The geography of education is a sub-discipline within human geography and considers how educational opportunities, processes, and outcomes vary spatially. In particular, geographers can help answers questions about how educational resources are distributed across different sociodemographic groups, but also how these are embedded within broader social, political, and economic systems.
Research in the geography of education is interdisciplinary, drawing on work from education, psychology, sociology, anthropology, critical race and Indigenous studies, and computer science to name a few!
Digital learning and environmental education are two subjects that intersect with the geography of education. For example, my research focusses on how unequal access to green space may result in different outcomes in students using digital technologies to learn about their local environment.
How Does Geography Impact Environmental Education?
The experiential turn in environmental education has moved students out of the classroom and into nature. Many environmental educators now acknowledge that this is necessary for children to gain first hand knowledge of their local environments so that they can connect this to broader ideas and concepts surrounding topics like climate change, deforestation, etc. In short, a connection to nature, place, and a sense of interdependency with natural systems is key to producing an environmental conscience.

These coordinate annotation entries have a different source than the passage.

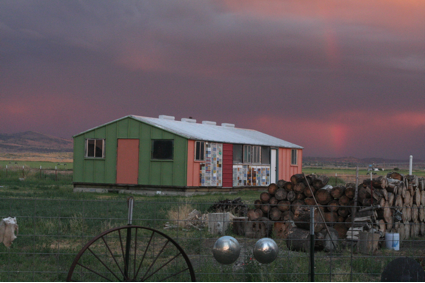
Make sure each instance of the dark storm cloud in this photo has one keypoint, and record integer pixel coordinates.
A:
(334, 70)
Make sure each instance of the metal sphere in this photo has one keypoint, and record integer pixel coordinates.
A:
(226, 250)
(266, 251)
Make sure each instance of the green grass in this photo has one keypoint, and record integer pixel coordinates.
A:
(55, 223)
(35, 165)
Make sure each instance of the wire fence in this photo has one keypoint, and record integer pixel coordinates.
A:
(52, 232)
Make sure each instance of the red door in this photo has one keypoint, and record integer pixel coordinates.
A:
(227, 165)
(128, 161)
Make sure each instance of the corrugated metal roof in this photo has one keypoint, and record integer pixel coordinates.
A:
(205, 132)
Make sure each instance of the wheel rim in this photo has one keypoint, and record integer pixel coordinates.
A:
(132, 254)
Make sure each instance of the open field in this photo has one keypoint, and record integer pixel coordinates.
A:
(54, 224)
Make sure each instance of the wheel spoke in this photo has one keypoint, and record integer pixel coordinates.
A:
(159, 254)
(103, 264)
(174, 275)
(162, 267)
(112, 255)
(144, 255)
(94, 272)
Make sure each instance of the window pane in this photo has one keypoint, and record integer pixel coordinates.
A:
(237, 153)
(162, 149)
(90, 148)
(99, 148)
(265, 155)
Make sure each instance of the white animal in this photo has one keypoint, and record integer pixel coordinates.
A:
(8, 227)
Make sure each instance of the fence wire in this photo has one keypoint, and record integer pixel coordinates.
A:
(53, 231)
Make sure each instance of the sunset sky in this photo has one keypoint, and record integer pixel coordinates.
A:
(341, 78)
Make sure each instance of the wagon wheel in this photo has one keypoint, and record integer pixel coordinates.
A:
(132, 253)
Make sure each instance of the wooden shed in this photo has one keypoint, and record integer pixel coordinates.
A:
(162, 155)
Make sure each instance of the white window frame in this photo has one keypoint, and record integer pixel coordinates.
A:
(198, 143)
(86, 155)
(294, 156)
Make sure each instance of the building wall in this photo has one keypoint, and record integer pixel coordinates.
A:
(285, 168)
(151, 172)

However, children have different levels of access to green space. What if richer students have access to higher quality green spaces than poorer students? What if Black or Indigenous students have less access than white students? Research suggests that this is often the case and it is important to understand how inequitable access to environmental education opportunities impacts outcomes across different sociodemographic groups.
How Does this Intersect with Virtual and Augmented Reality?
Virtual reality can provide children access to locations that may be inaccessible to them due to distance, ability, or safety concerns. While it cannot replace outdoor, experiential education, it may help to overcome some disparities in educational opportunities.
Meanwhile, augmented reality may enhance or promote the outdoor learning experiences that children are taking part in.
However, physical access to these technologies is also impacted by sociodemographic factors and the inequitable distribution of digital technologies within education systems. Further, the question of who is producing VR and AR materials is a major concern. If primarily white, wealthy individuals are developing these materials, different perspectives and ways of knowing the environment are backgrounded. For example, in my research I am concerned about how Indigenous learning materials may be integrated with VR and AR.